Sperm, unlike plays, don’t need a reason to exist; indeed their very quick reality is spent entirely searching for meaning. The main issue with Glue then, a set of three short plays all in some loose way concerned with spermatozoa, is that it has no thrust or purpose. The sticky topic and its narratives just feel mostly at odds with each other through the fragmented sections.
The opening tale finds two women taking a test to judge their viability for motherhood. Although the dystopian future they live in, a world where sperm is a valuable resource and parenthood a widely shared experience, is interesting, it’s also badly sketched and confusing. The two do the best they can with the heavy-handed script but struggle with its more physical elements. What should be a tense stand off at the close becomes almost silly in the exaggerated movements and unsurprising reveal.
The second, an Alan Bennett-style monologue of sorts, finds a repressed teacher recounting an encounter with a particularly virile student. Whilst the actor maintains a solid presence throughout delivery, his voice frustratingly wavers between the aforementioned Bennett impression and a more cracked tone. Again also, the link to sperm is so fleeting and brief that it feels an almost unnecessary contrivance shoehorned in to give the trio some sense of thematic consistency. Undoubtedly there can be intriguing short plays about the fluid, but it is only in the third piece that Glue grows fertile.

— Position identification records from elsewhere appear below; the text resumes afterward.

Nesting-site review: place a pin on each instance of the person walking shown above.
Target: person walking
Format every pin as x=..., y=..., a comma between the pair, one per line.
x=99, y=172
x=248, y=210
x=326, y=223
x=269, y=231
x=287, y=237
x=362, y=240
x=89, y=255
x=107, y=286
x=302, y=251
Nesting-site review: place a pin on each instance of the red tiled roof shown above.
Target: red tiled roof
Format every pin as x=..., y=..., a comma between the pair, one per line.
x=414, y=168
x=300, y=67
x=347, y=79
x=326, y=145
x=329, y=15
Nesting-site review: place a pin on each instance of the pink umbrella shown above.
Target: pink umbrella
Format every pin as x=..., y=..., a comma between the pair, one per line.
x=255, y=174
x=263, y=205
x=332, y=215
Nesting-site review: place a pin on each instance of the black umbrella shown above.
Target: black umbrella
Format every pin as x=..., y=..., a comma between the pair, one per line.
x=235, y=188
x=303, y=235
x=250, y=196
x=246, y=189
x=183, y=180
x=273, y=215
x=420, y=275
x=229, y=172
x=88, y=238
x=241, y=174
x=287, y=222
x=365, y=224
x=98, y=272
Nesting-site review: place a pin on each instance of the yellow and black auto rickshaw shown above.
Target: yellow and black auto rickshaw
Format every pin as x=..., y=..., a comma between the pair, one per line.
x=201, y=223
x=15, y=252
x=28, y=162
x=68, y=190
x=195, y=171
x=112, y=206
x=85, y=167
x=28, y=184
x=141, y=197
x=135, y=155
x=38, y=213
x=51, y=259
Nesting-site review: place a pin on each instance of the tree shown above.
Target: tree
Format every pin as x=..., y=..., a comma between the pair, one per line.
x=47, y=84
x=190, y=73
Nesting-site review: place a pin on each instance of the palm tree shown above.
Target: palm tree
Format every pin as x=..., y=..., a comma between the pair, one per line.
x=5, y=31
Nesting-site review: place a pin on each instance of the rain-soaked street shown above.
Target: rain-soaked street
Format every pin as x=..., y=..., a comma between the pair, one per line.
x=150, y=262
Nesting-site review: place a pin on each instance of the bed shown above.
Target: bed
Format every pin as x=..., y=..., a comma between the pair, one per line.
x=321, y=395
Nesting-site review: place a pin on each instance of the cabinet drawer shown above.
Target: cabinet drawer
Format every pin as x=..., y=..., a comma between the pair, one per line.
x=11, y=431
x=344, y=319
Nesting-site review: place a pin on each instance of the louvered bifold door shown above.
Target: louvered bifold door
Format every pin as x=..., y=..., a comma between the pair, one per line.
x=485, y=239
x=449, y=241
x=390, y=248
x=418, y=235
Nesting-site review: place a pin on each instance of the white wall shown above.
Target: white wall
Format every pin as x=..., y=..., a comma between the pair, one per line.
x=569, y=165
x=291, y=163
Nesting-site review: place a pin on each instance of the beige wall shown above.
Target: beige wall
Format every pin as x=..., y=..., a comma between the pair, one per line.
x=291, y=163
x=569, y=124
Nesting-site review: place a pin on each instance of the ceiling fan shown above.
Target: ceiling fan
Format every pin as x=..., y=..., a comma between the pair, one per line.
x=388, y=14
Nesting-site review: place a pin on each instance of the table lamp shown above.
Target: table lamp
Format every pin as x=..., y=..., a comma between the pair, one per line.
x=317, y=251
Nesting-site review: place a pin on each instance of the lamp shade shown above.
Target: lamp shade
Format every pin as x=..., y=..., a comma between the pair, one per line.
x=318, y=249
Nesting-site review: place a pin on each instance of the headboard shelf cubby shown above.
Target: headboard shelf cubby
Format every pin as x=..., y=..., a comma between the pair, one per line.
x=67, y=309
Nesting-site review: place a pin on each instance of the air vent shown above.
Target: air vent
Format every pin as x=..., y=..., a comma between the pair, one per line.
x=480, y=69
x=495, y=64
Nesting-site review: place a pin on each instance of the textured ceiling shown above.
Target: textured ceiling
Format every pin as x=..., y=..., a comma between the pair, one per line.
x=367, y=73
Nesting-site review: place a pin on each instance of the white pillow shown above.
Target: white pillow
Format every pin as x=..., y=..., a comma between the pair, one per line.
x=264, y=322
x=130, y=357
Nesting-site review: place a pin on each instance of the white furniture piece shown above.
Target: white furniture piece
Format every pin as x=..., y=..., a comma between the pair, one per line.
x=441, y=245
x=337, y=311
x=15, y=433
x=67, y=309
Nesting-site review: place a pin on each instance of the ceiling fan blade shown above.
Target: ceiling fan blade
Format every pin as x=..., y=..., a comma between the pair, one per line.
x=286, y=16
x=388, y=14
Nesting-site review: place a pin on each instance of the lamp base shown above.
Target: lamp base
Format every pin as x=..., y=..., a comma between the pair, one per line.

Certainly the show’s highlight, the final portion finds two struggling actors dressed as egg and sperm respectively, both rehearsing their lines for educational assemblies as well as musing on the viability of a career in acting. The parallels here, between the astronomically small chance of fertilisation and even slimmer odds of having a viable acting career are cleverly done and well judged, with the ludicrous costumes both actors wear only adding to the incomprehensibility of the entire enterprise. The sperm in particularly here must be lauded – a moving and honest portrayal by an actor capable of whizzing around the audience in one moment and become reflective in the next.
Glue is a missed opportunity, really. With the staging, actors and script all feeling slightly below the quality level they should be. Glue isn’t shooting blanks, but it’s not far off.